We think Joe Martinez is a comic at heart. Truly. He's affable with a hint of menace wrapped around his too-thin skin. Which is perfect, in a way, for the role he plays on the county commission: the clown at the circus who rides around on an tricycle while the other acts are going on.

Here is the joke.

Over time, what MIGHT have worked in Miami would have been for county and city governments (MIAMI!) to test the plans and permits for new construction against HISTORIC ABSORPTION RATES and DENY building permits and zoning changes that FAR EXCEEDED historic absorption rates.

But instead of taking care of affordable housing, the majority of city AND county commissioners literally fell to their knees, praying at the feet of any production home builder or condo king who needed a zoning change or permit. That would be the Latin Builders Association and South Florida Builders Association: two sides of the same coin.

The Herald editorial board never protested and only rarely raised a sceptical eyebrow--which is a shame, because when the housing crash comes there will many, many more readers than us calling for scalps.

For these and sundry other reasons, we recognize what the Miami Herald won't state to be the truth: that the heart of the problem is the Miami Dade county commission, because county government provides or is supposed to provide coordinated services for the county and all the municpalities on which building permits are based, like water supply and sewerage.

Our county commission, based on single member districts--13 of them in all--is dysfunctional and cannot be reformed.

Of course, you will not read this unvarnished opinion in the Miami Herald, because its real estate advertising pages are full of the fetid problem.

Today Martinez wants to be helpful and bail out excess inventory owned by his campaign contributors. Yesterday he wanted to push through all applications to move the Urban Development Boundary to create MORE inventory.

Well you say, now the market is at work.

Not really. What Martinez is proposing is to leverage GOVERNMENT to soften the landing of a housing bust.

And so we are left, after reading the Miami Herald, steamed again.

One editorial gets it almost right, about the way “we” are sucking up to the rich through overdevelopment of housing that only a handful can afford, and one story reports on the county commission wrapping concern for ordinary people in a scheme to rescue powerful constituents—production home builders who live in those penthouse apartments and fly away on Netjets to get away from the crowds and traffic they have created for the rest of us.

We know the big builders will be on the phone today, to their friends in the executive suite of the Herald, complaining that the Herald itself with editorials like Grimm's is causing the housing crash. They will also be on the phone to their friends on the governing board of the Federal Reserve: give us lower interest rates!

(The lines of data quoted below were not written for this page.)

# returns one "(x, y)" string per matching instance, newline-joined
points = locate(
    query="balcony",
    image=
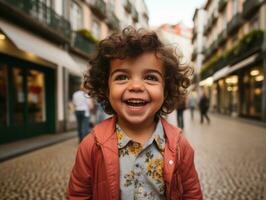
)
(127, 6)
(222, 38)
(234, 24)
(112, 21)
(98, 8)
(83, 42)
(222, 5)
(250, 7)
(38, 16)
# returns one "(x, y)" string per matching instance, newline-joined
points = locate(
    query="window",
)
(3, 95)
(75, 16)
(254, 23)
(19, 96)
(235, 7)
(224, 21)
(36, 96)
(96, 28)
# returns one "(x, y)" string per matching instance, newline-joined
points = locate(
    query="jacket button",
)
(171, 162)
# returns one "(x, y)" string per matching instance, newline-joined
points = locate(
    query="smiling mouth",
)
(136, 102)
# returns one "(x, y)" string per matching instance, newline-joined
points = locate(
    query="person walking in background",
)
(204, 107)
(82, 104)
(192, 103)
(180, 114)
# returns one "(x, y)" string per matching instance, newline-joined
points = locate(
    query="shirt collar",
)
(157, 137)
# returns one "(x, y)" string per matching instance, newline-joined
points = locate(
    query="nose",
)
(136, 86)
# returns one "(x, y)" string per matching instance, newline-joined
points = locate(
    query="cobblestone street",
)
(230, 158)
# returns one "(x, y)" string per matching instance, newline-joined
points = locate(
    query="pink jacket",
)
(95, 174)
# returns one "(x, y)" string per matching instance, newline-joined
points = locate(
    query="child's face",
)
(136, 89)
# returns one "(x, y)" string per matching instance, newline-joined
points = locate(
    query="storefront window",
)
(19, 96)
(232, 89)
(3, 95)
(36, 96)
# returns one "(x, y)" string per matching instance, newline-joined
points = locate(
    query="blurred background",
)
(44, 50)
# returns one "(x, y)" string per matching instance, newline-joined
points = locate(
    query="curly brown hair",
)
(131, 43)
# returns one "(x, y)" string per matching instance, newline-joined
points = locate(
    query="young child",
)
(135, 154)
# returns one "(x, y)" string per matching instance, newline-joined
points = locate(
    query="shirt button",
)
(171, 162)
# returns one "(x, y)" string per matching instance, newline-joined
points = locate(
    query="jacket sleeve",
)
(80, 183)
(189, 176)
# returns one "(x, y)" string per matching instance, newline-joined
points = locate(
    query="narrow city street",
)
(230, 158)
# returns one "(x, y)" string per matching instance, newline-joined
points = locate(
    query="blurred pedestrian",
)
(192, 103)
(180, 114)
(204, 107)
(82, 104)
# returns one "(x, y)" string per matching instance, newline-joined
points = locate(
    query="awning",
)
(30, 43)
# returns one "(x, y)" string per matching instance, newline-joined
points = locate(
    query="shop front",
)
(27, 99)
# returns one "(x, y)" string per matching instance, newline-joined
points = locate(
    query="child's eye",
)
(151, 77)
(121, 77)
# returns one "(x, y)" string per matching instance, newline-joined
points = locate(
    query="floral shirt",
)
(141, 167)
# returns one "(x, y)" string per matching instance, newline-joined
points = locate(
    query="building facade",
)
(44, 50)
(233, 70)
(198, 43)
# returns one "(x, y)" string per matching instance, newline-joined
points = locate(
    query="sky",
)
(172, 11)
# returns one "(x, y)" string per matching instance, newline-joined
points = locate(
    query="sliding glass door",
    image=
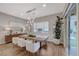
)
(72, 24)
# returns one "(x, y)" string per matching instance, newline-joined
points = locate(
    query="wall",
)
(4, 21)
(51, 19)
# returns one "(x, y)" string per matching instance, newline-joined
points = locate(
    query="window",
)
(41, 27)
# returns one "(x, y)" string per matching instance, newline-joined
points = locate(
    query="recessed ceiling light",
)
(44, 5)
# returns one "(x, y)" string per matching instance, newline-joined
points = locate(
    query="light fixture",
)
(44, 5)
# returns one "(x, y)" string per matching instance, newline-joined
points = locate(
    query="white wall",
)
(15, 21)
(52, 20)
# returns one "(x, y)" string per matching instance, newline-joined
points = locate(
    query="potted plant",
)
(58, 29)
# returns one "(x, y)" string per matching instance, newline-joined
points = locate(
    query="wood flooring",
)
(14, 50)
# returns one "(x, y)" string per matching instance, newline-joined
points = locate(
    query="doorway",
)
(72, 23)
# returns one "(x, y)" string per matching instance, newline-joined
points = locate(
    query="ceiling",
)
(20, 9)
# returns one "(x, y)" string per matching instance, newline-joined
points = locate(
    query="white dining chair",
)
(15, 40)
(32, 46)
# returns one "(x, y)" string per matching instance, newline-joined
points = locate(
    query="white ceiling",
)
(19, 9)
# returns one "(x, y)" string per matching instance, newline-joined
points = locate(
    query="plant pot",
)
(56, 41)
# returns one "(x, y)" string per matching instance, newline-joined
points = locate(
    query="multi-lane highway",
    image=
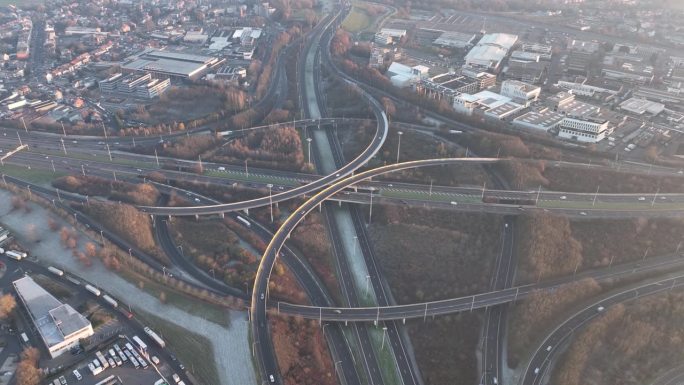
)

It's as much bullshit as the demagoguery that will start as soon as the unemployment rate starts going through the roof--because home and condo construction slows to a halt--and claims for more concessions from planning and zoning to stimulate jobs, jobs, jobs by the Latin Builders.

But for now we are just going to point out the gap between Grimm’s editorial and Pinzur’s story, and how the Herald again fails to connect the dots.

Leading us to wonder, why exactly do we pay to read the Miami Herald?

3 comments:

Anonymous said...

Gimleteye said:
"What Martinez is proposing is to leverage GOVERNMENT to soften the landing of a housing bust."

ON TARGET ONCE AGAIN, GREAT REPORTING. WHY DOESN'T THE HERALD HIRE YOU?

Anonymous said...

The builders, developers, and their high priced lawyers finance the election campaigns of the elected officials, creating a loop of influence that cause the problems that most of the residents see, hear, and read about almost daily.

Anonymous said...

Thanks for the praise. Keep reading and posting your comments!